3. Parts of speech exercises
Understanding the various parts of speech—and how they differ from each other—helps students craft strong sentence structures and correctly apply writing conventions like capitalization and punctuation. While many high school students will have spent a significant amount of time learning about parts of speech in elementary and middle school, assigning more advanced parts of speech grammar exercises is a great way to reinforce and expand student skills.
For example, have students work on pronoun-antecedent agreement by assigning Practice exercises that ask them to replace repeated nouns with appropriate pronouns, determine whether pronouns agree, and fill in missing pronouns to complete sentences. For classes of juniors and seniors, consider focusing on grammar exercises that show them how to identify the function of verbals in a sentence.

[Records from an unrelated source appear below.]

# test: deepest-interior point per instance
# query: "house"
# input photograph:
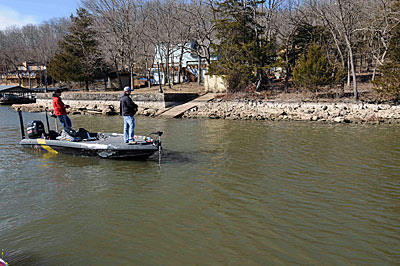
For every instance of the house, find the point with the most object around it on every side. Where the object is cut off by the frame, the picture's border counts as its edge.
(185, 56)
(28, 75)
(16, 95)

4. Text set-based exercises
Presenting grammar exercises in an engaging way ensures students retain what they’re learning and understand how grammar and conventions rules play out in the real world. Nothing makes skills practice come alive quite like situating it in the context of a high-interest text passage.
As such, text set-based Passage Quizzes are a highly effective way to facilitate grammar practice. You can use a Passage Quiz as a culminating assignment after students complete related exercises, as a starting point for an additional assignment like a follow-up Quick Write on the passage’s topic, or as a way to practice skills commonly assessed on the ACT® or SAT®.